Imagine a German chancellor demanding that the young people of their country not be ashamed of the crimes of their history. Of course, here is another linguistic trap that decides the frame of the debate. They are not “the crimes of their own history” but “the crimes of their country’s history.” In fact, people alive today are not responsible for the massacres of Native Americans, Blacks, Mexicans, and the inhabitants of all those tropical countries where the so-called “superior race” landed with their marines to impose bloody dictatorships in the name of freedom. However, they may be complicit in refusing to acknowledge that history.
Those who believe themselves to be the owners of their country will use the linguistic and symbolic strategy of identifying their own ideas with an entire nation. A part of this strategic confusion lies in including the citizens of today in that “we” when talking about an intervention that occurred a hundred years ago in the Philippines or a few years ago in Afghanistan without even having participated in the decision of the executions and bombings. We aren’t responsible for something we never approved of; we are responsible for our reply to the worst truths of the past and present.
But that’s the catch: if citizens feel responsible for something they did not do, the majority will defend it to the death and history will repeat itself. Not coincidentally, the fiery debate in the United States continues to stall in the Civil War of 1861.
The calls to control academic freedom are old. A decade ago, conservative senators from the Southern states—supporters of creationism promoting intelligent design theory as a way to “balance” the growing dominance of the theory of evolution—wanted to force universities to teach “facts not theories.” In just three words they demonstrated the degree of intellectual brutality that men in power tend to reach, even extending to proposals to “balance” the number of liberal teachers (from the Left) with conservative teachers (from the Right).
Naturally, this is commonplace for those who give lip service to democracy and freedom but hate democracy and freedom when claimed by others. The model for Trump is President Andrew Jackson (“the least prepared man I have ever met in my life, with no respect for any law or the constitution,” according to Thomas Jefferson). Jackson, nicknamed Indian killer, was famous for stealing territories from Indigenous nations to spread slavery westward and give the new lands to white farmers, who were, according to him, “the true friends of freedom.”
For the same reasons, those who now complain about the “indoctrination of the Left” in schools and universities never saw anything wrong with the indoctrination of the Right that succeeded in imposing falsehoods and historical myths, such as the Manifest Destiny, which persist after decades and centuries.
They are right about something. The number of progressive professors in universities, almost everywhere in the world, is clearly higher than that of conservative professors. However, the same thing happens in the cultural sphere outside the universities. This is not difficult to explain. Since the Renaissance, intellectuals began to oppose and criticize power. When you see the people of culture on one side of the ideological or political spectrum, look to the other side to find out where the industrial power lies—with those who run the capital, the big media, the armies, and who have the power to hire and fire thousands of workers at will.

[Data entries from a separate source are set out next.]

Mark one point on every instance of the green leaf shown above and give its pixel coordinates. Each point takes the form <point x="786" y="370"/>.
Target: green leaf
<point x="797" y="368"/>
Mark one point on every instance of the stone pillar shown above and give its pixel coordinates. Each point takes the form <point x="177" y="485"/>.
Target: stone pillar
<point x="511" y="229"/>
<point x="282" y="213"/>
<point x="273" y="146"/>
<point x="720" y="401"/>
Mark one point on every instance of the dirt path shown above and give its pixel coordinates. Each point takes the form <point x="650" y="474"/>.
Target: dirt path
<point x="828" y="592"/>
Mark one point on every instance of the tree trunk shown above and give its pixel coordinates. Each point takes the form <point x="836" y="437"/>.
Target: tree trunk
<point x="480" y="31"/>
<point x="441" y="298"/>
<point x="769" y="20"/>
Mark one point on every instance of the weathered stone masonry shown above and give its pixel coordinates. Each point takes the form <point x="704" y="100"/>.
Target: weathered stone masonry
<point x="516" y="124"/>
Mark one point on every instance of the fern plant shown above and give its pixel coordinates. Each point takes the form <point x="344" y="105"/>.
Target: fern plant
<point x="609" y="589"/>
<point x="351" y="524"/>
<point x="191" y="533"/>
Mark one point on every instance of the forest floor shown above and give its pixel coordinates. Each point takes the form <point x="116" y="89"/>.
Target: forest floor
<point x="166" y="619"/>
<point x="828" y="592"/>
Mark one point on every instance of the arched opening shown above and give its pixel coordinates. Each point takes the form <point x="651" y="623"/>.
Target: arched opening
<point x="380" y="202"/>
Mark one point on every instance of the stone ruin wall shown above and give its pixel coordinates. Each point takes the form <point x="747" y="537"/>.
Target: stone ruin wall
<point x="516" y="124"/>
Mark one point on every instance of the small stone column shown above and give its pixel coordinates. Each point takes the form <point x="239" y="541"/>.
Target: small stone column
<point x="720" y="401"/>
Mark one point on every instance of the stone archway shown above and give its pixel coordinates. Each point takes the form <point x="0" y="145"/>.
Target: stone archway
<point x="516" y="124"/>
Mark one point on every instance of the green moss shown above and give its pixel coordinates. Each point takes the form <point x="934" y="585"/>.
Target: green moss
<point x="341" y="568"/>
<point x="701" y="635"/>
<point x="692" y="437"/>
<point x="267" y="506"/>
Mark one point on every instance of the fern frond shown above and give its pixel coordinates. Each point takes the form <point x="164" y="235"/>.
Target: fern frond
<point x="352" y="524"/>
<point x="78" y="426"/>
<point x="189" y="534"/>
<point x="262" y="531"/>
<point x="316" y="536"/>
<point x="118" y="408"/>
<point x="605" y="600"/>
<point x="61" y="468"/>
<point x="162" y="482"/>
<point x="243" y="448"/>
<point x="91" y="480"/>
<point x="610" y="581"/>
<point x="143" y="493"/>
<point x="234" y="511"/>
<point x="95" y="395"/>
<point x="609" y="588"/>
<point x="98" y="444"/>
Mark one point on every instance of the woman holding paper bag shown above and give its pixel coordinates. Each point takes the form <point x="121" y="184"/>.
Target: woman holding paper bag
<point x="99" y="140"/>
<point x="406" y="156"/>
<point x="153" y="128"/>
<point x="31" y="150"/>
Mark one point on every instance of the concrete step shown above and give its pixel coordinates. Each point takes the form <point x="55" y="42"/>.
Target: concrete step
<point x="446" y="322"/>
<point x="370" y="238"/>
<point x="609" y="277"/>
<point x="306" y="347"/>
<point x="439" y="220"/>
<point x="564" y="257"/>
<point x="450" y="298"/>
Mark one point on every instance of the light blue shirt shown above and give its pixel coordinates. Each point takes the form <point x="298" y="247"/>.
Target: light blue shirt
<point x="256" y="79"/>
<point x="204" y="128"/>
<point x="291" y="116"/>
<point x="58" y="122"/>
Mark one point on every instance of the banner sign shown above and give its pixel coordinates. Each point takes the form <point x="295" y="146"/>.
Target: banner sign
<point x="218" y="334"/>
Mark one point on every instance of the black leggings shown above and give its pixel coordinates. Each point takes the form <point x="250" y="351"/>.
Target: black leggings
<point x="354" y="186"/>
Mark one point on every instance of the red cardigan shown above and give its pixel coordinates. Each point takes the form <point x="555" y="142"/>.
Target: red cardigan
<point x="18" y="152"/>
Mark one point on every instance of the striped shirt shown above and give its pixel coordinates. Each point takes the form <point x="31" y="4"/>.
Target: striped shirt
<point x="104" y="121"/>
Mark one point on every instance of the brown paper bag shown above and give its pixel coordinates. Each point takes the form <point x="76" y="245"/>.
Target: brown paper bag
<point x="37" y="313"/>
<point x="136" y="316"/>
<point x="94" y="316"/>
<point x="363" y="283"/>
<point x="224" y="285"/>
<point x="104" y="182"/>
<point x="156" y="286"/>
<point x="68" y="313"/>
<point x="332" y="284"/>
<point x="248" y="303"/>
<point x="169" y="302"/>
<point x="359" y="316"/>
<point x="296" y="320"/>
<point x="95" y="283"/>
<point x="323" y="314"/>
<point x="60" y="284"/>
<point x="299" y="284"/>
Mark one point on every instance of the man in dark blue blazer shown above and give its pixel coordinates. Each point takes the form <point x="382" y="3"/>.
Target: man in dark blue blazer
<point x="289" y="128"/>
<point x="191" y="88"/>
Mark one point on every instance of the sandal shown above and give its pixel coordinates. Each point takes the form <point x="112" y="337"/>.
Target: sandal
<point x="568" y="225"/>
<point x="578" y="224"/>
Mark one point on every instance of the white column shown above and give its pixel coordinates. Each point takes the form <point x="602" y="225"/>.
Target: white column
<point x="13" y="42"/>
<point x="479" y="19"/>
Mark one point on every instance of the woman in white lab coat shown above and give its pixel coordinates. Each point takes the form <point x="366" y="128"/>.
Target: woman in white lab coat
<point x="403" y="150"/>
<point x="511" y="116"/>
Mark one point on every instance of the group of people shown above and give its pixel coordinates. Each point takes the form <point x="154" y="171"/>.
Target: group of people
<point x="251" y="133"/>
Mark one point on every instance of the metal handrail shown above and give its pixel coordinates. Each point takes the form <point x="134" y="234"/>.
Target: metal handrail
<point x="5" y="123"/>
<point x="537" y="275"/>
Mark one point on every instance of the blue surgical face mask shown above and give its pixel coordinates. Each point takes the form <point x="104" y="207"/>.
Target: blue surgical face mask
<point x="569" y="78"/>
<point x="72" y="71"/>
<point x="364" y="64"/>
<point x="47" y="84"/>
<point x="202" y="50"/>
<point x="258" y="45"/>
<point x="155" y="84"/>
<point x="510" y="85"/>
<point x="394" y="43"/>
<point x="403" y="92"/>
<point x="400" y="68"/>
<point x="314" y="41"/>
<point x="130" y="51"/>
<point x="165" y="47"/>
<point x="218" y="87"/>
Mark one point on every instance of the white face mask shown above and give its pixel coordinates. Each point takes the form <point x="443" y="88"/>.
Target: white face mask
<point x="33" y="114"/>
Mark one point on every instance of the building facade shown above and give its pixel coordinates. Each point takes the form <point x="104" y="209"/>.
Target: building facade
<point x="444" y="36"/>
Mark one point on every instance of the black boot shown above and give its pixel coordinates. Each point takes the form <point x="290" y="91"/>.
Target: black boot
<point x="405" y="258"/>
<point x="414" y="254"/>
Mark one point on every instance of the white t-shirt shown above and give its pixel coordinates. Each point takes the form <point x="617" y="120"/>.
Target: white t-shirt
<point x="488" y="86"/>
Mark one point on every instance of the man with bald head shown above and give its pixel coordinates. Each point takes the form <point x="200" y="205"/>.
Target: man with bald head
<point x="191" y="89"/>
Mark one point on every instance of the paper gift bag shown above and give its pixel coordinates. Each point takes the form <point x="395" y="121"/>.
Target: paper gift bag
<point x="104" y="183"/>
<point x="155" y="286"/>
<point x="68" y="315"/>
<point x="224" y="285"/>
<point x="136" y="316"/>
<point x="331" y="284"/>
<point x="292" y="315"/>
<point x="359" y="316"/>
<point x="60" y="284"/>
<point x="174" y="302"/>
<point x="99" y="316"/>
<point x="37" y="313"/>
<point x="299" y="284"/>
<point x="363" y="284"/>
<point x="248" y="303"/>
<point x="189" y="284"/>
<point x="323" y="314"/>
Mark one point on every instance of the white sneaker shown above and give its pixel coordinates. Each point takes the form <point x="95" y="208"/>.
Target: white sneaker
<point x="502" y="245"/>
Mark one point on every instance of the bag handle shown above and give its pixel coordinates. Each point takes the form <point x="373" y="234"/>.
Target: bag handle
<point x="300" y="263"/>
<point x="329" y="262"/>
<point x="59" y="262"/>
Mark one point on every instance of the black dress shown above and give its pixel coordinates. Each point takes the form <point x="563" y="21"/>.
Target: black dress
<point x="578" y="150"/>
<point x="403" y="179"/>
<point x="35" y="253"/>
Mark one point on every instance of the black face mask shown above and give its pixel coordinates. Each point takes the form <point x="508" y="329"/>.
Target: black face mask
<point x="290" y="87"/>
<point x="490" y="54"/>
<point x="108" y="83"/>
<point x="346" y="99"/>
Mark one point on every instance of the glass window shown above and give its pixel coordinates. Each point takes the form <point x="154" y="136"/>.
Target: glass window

The demonization of critics is part of the propaganda strategy of those with power and money, demonstrated, for example, by the Church Commission of the United States Senate in the 1970s. The commission—named for its chairman, Senator Frank Church (D-ID)—revealed that the CIA invested millions of dollars to organize “popular protests” and planted fake articles in the newspapers of the United States and Latin America to influence public opinion. Thanks to this engineering, millions of free people continue to repeat, with fanaticism, ideas designed by the agency decades ago. This multi-million-dollar investment in media and culture for political and ideological purposes continues, although generating fewer secret documents and with much more millions of dollars than before.
A few days ago while teaching the Spanish-American War, I began by asking my students what they knew about this war. (I assume total honesty on their part.) They responded, as the only answer, that everything had begun with the sinking of the USS Maine in Havana Harbor in 1898 by the Spanish. Despite the flagrant contradiction with the reports of the survivors themselves, which were discarded by different investigations, and despite the recognition that it was all a fabrication of the New York Journal and the New York World to sell more newspapers, this myth continues to live as the only truth. The patriotic myth is more real than reality and the truth is unpatriotic.
Those who love power and money are usually against the intervention of the government (the state) in public life, and they are the first to bring the government to regulate all those truths that don’t suit them, intervening in education and in any free and independent research. This independence is what the president last week called “child abuse.” In universities, we work with young adults and he and his ilk call that indoctrination. In sects and churches of all kinds they work with innocent children and it doesn’t occur to anyone to intervene in the face of this type of indoctrination, much less call it child abuse.
The very idea that a president has the power to establish what schools should teach and what professors should investigate in universities is primitive and fascist. Is the controlled truth more patriotic than raw truth? Could it be that there is some freedom in the truth, however horrible it may be, and this is what worries power so much?